Three days of violent clashes between police and demonstrators have left dozens injured in Sweden. The trail of destruction followed Rasmus Paludan of the Stram Kurs ('Hard Line') party. Paludan, a racist and failed politician, set off riots by holding events to burn Qurans in cities with large muslim minorities. Police believe that the worst of the violence was spurred by "foreign actors", which is usually a lame excuse, but given there is a ground war in Europe it should be entertained.
An unjust ending
Nagaenthran K. Dharmalingam has been on death row in Singapore for 12 years. Next week he'll be hanged for the crime of smuggling heroin into the city-state. Singapore's draconian laws are known to many, but this case has drawn international advocacy because Nagaenthran has an IQ of 69 — a level that is internationally recognised as a mental disability. Sadly, the outpouring of support and pleas for clemency were not enough,
Highlights
The Image
The ageing tigress Krishna looms over her younger mate in India's Ranthanbore National Park. Rangers believe the smaller, darker Ganesh passed up an amorous advance in order to go hunting. Evidently the wrong decision. Image supplied by The Telegraph .
The Quote
"Do we want to have peace or do we want to have the air conditioning on?"
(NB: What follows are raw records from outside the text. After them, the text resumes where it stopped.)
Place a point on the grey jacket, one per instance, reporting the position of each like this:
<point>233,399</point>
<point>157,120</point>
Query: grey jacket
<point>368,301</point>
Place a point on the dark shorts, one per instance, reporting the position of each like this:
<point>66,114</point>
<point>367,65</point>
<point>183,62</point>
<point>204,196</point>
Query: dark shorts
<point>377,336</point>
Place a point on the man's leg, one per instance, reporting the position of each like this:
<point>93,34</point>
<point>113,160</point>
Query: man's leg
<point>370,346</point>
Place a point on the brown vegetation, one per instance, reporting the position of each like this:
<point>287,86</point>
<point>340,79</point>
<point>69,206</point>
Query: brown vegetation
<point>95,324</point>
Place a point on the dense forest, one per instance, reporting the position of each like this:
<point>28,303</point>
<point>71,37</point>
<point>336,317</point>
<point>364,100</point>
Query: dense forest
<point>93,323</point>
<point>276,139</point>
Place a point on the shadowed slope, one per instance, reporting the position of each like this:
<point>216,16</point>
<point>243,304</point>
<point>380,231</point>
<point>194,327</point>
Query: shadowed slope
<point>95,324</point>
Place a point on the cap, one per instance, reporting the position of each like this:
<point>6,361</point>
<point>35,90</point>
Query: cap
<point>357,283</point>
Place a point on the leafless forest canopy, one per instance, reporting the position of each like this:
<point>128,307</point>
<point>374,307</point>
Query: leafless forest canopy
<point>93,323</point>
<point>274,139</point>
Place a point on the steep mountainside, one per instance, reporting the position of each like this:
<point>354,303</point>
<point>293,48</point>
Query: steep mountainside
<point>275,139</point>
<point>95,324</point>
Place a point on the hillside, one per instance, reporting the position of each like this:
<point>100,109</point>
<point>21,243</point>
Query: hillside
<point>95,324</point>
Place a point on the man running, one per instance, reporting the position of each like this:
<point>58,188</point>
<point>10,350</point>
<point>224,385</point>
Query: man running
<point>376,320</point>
– Italian Prime Minister Mario Draghi has preempted any grumbling over new thermostat rules. From next month, public buildings will be prohibited from setting their air conditioners lower than 25°C , and having their heaters set higher than 19°C. The effort to wean off Russian gas, and thereby increase leverage over Moscow, is taking a few interesting turns...
The Numbers
A 63% decline in insect numbers
- A comprehensive survey of insects has discovered a worldwide extinction event. Over 750,000 samples were collected from 6,000 sites. The damage is worst around high-intensity agriculture in the tropics. This study blames the "twin horsemen" of climate change and habitat loss for this vertiginous drop.
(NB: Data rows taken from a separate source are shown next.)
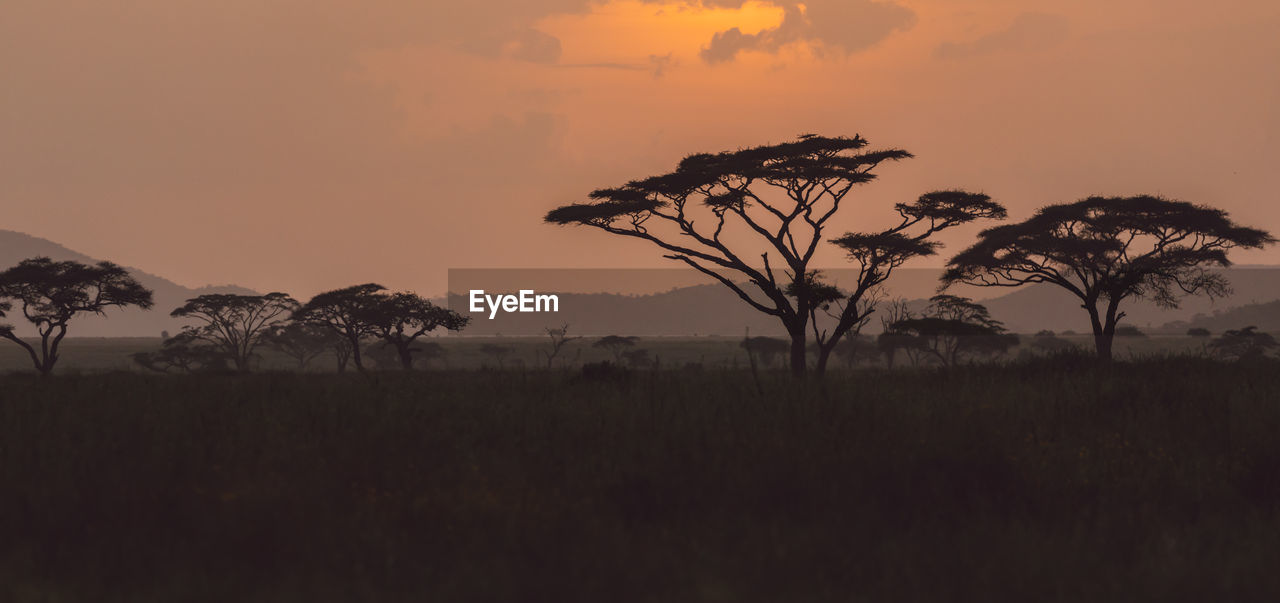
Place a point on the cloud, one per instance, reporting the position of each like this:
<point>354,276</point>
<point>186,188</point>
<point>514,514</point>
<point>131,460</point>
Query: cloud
<point>534,46</point>
<point>1028,32</point>
<point>835,26</point>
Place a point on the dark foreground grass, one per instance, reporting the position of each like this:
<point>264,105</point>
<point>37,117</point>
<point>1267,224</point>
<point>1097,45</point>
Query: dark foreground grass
<point>1142,482</point>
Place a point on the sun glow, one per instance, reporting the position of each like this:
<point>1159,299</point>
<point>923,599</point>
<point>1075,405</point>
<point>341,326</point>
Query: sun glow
<point>626,30</point>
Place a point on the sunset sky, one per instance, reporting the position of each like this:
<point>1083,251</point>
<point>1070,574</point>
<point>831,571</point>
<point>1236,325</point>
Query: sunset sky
<point>301,145</point>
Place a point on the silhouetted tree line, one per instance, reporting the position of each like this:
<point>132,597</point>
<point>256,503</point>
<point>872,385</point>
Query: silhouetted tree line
<point>1102,250</point>
<point>350,323</point>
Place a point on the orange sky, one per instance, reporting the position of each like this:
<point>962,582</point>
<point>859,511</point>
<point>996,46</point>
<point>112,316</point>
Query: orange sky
<point>306,145</point>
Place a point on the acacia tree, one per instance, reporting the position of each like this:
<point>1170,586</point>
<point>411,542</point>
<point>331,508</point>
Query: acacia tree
<point>616,345</point>
<point>954,327</point>
<point>301,341</point>
<point>184,352</point>
<point>234,323</point>
<point>53,292</point>
<point>1106,250</point>
<point>400,319</point>
<point>560,338</point>
<point>718,213</point>
<point>346,313</point>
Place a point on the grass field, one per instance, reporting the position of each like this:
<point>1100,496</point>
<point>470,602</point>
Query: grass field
<point>1148,480</point>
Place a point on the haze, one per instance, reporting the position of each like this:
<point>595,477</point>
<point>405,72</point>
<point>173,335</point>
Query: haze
<point>289,145</point>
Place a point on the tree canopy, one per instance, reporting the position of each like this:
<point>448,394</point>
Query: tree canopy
<point>237,324</point>
<point>50,293</point>
<point>1105,250</point>
<point>780,197</point>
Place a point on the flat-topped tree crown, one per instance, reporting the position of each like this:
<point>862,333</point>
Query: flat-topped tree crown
<point>51,293</point>
<point>233,323</point>
<point>1105,250</point>
<point>754,218</point>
A $5,000,000 football jersey
- Bids have opened at $5m in the two-week online auction for a piece of football history: the jersey Maradona wore in the second half of the 1986 World Cup final . In 45 minutes he broke English hearts with a brace, one a foul, the other the best strike of the century. Priceless, really.
The Headlines
"Cats are (indirectly) causing psychosis" — Salon . Not sure the parenthetical qualifier is needed.
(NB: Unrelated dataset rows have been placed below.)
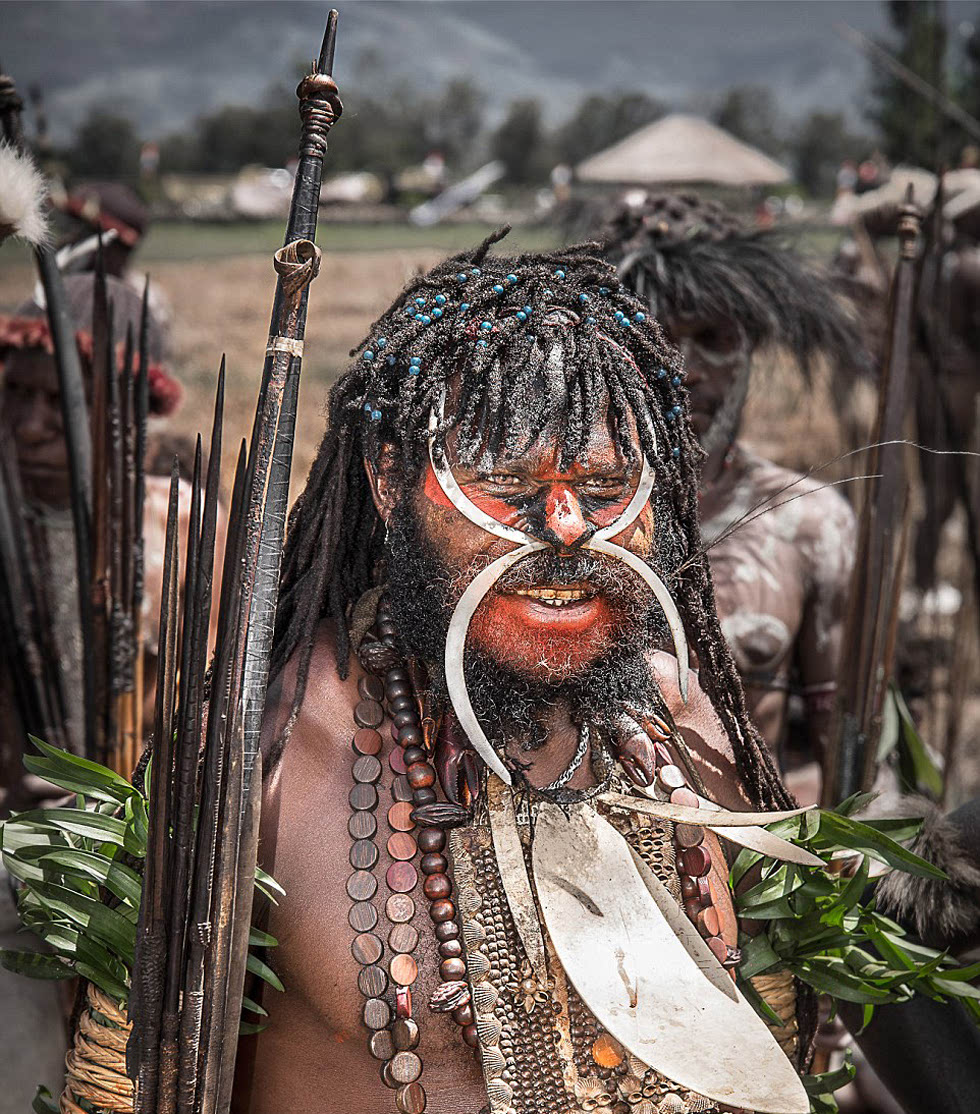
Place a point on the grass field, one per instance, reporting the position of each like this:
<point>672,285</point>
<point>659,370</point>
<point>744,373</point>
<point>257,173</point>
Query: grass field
<point>218,281</point>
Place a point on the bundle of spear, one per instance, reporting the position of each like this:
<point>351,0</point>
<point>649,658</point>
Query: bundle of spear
<point>106,452</point>
<point>204,802</point>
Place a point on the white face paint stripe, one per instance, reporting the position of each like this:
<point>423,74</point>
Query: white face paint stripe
<point>467,507</point>
<point>640,497</point>
<point>480,586</point>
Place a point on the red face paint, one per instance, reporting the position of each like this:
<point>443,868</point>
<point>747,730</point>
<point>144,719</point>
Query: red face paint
<point>518,631</point>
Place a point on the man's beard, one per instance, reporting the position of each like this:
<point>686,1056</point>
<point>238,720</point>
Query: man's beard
<point>510,704</point>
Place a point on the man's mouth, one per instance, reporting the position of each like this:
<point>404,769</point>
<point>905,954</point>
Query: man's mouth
<point>556,596</point>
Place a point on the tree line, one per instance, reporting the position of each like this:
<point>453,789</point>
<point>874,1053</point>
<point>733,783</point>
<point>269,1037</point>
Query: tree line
<point>384,133</point>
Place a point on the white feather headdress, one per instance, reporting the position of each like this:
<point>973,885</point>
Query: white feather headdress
<point>22,196</point>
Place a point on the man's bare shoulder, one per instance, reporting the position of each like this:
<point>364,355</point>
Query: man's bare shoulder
<point>324,719</point>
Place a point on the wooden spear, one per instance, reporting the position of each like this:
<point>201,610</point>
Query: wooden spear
<point>145,1003</point>
<point>870,624</point>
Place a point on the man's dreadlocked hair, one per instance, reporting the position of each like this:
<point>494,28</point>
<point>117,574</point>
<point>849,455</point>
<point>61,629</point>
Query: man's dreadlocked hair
<point>683,254</point>
<point>489,324</point>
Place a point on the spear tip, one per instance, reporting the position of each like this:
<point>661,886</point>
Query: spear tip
<point>324,64</point>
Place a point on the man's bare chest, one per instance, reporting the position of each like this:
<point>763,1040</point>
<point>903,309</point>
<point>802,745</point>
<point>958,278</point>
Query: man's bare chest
<point>358,950</point>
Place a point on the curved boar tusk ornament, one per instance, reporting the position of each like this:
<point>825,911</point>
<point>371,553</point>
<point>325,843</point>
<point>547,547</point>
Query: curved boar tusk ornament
<point>652,990</point>
<point>481,585</point>
<point>456,641</point>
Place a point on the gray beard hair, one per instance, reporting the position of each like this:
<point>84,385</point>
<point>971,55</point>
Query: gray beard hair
<point>422,594</point>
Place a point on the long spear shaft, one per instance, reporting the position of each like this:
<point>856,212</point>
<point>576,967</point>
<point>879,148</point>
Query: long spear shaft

"House of Commons manager wins payout after colleagues sat in her 'special chair'"
— The Telegraph . It's heartwarming to see the notion of a 'special chair' finally recognised under the law.
The Special Mention
The Ignatius J. Reilly Award for Ludicrous Characters goes to Slovakia's Bohus Garbar. Odd, unemployable, down on his luck, and brimming with secret machinations .
The Best Long Reads
- Bloomberg is on the trail of art thieves
- Foreign Policy has got Marine Le Pen's number
- The Atlantic is dazzled by Robert Eggers' new film.
The Answer...
Money shines a light on the internal tension between togetherness and independence that is present in all relationships. Societal trends show a drift away from shared finances, though there are some fairly snazzy tools to share money without sharing an account. "Guilt-free" clauses are a must.